The McGuinty Government has raised taxes to the breaking point. Liberal policies have allowed the cost of electricity to increase by more than 150%, blocking industrial growth. Add increased regulation, and it is no wonder our manufacturing jobs are leaving faster than we can create them. We must slow government spending growth and allow the economy to expand.
Ontario’s Auditor General has stated that he does not believe that the McGuinty Liberals will be able to limit spending growth to meet their target. The Auditor General referred to the recent excessive wage settlements, that would require large cutbacks to meet the latest Liberal promise to limit program spending increases to less than two per cent.
Mr.

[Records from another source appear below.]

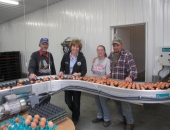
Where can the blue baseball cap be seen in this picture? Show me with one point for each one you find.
(44, 40)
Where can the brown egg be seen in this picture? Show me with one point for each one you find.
(5, 128)
(50, 124)
(29, 117)
(7, 125)
(35, 120)
(27, 121)
(42, 124)
(37, 116)
(31, 82)
(33, 125)
(2, 127)
(43, 120)
(20, 81)
(16, 120)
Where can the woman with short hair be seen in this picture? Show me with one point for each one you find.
(101, 69)
(73, 63)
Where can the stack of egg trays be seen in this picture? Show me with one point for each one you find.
(50, 111)
(22, 126)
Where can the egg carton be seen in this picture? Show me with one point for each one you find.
(12, 125)
(50, 111)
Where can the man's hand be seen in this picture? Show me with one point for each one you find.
(94, 59)
(76, 74)
(128, 79)
(60, 74)
(33, 76)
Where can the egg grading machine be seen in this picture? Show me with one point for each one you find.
(54, 85)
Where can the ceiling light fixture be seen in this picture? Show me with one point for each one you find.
(10, 2)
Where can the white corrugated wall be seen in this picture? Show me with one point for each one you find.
(89, 20)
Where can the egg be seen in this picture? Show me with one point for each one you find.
(29, 117)
(27, 121)
(16, 119)
(42, 124)
(37, 116)
(7, 125)
(35, 121)
(20, 81)
(31, 82)
(33, 125)
(50, 124)
(43, 120)
(2, 127)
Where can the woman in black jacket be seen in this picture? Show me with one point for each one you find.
(73, 63)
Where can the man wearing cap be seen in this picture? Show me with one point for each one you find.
(122, 67)
(40, 60)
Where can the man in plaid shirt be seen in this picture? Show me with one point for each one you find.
(122, 67)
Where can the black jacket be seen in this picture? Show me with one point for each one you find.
(39, 65)
(79, 67)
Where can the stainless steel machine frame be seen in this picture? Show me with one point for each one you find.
(56, 86)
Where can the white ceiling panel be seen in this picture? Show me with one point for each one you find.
(9, 12)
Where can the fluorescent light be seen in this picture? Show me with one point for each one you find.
(10, 2)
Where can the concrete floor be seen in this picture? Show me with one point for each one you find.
(147, 117)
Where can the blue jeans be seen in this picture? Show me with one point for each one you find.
(102, 108)
(72, 99)
(124, 110)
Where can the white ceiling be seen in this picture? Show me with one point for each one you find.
(9, 12)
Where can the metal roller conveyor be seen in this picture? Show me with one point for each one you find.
(56, 86)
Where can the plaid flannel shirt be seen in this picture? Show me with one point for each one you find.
(124, 66)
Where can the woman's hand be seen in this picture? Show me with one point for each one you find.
(128, 79)
(104, 77)
(60, 74)
(33, 76)
(94, 59)
(76, 74)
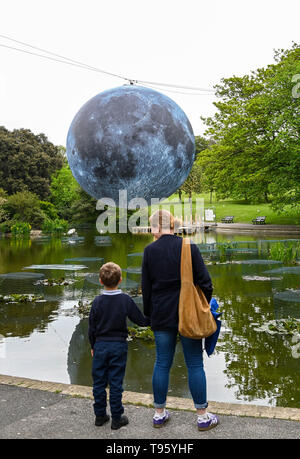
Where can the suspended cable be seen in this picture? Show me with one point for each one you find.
(179, 92)
(176, 86)
(65, 60)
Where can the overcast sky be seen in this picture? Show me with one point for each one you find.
(187, 42)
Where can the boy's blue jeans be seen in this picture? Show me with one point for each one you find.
(165, 348)
(109, 364)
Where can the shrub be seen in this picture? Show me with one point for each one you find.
(20, 229)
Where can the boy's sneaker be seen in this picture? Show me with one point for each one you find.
(160, 420)
(207, 421)
(100, 420)
(118, 423)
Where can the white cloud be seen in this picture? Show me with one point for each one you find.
(193, 43)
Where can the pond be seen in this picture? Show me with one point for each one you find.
(46, 338)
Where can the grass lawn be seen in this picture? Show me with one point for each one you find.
(244, 213)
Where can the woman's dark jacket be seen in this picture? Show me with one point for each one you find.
(161, 280)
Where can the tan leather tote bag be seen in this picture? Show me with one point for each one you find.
(195, 318)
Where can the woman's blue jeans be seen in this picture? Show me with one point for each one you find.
(192, 349)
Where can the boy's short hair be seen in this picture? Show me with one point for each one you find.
(162, 219)
(110, 274)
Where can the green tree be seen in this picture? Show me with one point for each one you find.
(24, 206)
(193, 183)
(256, 130)
(64, 191)
(27, 162)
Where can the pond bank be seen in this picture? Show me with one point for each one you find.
(174, 403)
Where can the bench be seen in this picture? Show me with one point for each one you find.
(259, 221)
(228, 219)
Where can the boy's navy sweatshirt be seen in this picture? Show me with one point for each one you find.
(108, 314)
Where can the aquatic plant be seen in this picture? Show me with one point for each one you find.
(289, 326)
(287, 252)
(57, 226)
(20, 229)
(20, 298)
(55, 282)
(144, 333)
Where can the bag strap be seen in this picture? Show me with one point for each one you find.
(186, 269)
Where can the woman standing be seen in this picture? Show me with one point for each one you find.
(161, 291)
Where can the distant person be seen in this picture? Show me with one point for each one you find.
(108, 337)
(161, 290)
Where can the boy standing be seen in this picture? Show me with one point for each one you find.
(107, 334)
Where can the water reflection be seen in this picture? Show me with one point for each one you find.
(49, 340)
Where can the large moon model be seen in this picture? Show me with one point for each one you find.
(130, 138)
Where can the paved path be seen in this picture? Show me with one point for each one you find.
(63, 411)
(248, 227)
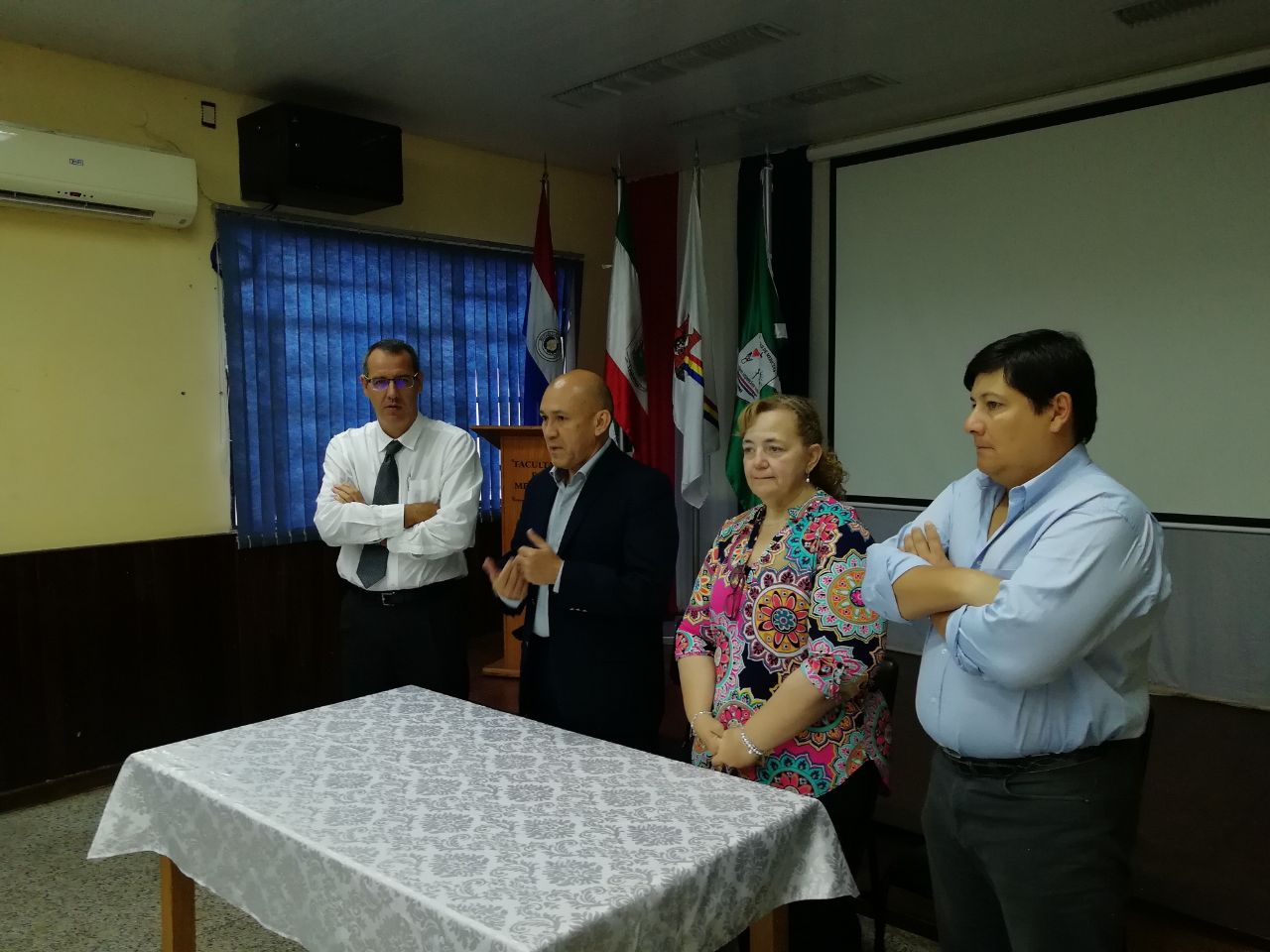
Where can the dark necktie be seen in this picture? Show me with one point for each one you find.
(373, 562)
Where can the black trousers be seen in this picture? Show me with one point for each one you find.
(412, 638)
(1035, 860)
(832, 924)
(549, 697)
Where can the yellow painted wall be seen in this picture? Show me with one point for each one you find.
(113, 417)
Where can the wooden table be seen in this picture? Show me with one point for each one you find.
(370, 825)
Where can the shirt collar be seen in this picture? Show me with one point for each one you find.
(797, 512)
(581, 470)
(409, 439)
(1043, 483)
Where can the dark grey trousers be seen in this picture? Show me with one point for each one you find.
(1034, 861)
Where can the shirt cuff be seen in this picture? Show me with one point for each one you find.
(883, 567)
(391, 518)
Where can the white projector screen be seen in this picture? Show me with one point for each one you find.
(1147, 231)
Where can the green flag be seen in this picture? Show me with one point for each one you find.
(757, 373)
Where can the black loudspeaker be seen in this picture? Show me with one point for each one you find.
(308, 158)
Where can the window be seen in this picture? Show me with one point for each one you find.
(303, 303)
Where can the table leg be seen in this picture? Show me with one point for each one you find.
(772, 932)
(177, 892)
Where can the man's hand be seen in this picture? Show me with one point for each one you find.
(539, 561)
(347, 493)
(926, 543)
(509, 583)
(973, 588)
(420, 512)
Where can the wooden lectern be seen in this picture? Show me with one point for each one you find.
(524, 453)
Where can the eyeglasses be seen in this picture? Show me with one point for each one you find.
(399, 382)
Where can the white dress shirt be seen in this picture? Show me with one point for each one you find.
(437, 463)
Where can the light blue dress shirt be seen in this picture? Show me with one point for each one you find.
(562, 508)
(1058, 660)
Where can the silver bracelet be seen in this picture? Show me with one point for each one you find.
(749, 746)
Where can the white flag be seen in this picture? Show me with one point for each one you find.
(697, 416)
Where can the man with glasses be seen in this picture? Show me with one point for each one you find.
(399, 498)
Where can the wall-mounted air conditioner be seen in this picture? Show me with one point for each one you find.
(45, 169)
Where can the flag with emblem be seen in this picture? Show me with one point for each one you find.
(757, 372)
(544, 349)
(624, 361)
(695, 412)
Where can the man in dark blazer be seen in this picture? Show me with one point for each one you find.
(592, 563)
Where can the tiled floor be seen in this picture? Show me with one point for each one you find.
(54, 900)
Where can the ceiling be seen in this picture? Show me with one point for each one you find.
(483, 72)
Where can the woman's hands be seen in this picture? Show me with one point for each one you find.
(733, 752)
(708, 733)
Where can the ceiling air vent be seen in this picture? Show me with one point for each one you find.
(810, 95)
(672, 64)
(1151, 10)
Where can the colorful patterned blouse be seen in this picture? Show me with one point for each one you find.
(798, 608)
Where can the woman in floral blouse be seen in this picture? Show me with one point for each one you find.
(776, 649)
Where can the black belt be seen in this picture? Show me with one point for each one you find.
(404, 597)
(1008, 766)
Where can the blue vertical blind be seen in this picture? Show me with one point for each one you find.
(304, 302)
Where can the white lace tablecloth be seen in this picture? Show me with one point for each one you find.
(408, 820)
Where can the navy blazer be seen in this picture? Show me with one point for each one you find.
(619, 553)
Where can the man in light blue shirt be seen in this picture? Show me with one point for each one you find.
(1042, 579)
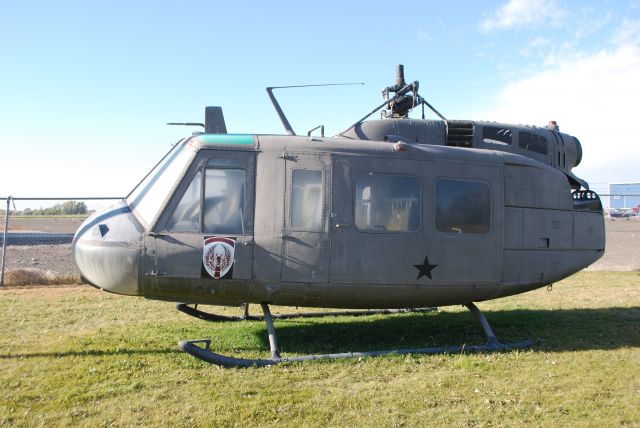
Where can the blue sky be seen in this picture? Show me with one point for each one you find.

McGuinty, when are you going to stop misleading the people of Ontario? When you introduced the HST, you tried to justify it by promising it would create 594,000 jobs. Now your pamphlet claims only 116,000 were created. Mr. McGuinty, it’s time to tell the truth. It’s time to come clean and tell the people of Ontario that you will again raise their taxes, just as Ontario’s Auditor General says you must do to meeting your spending commitments.
We need real change to get Ontario back on track. On October 6, Ontarians will decide the direction of the province for the next four years. They can choose continued decline under a Liberal government, but I believe the people of Ontario will choose a return to prosperity with Tim Hudak and the Progressive Conservatives.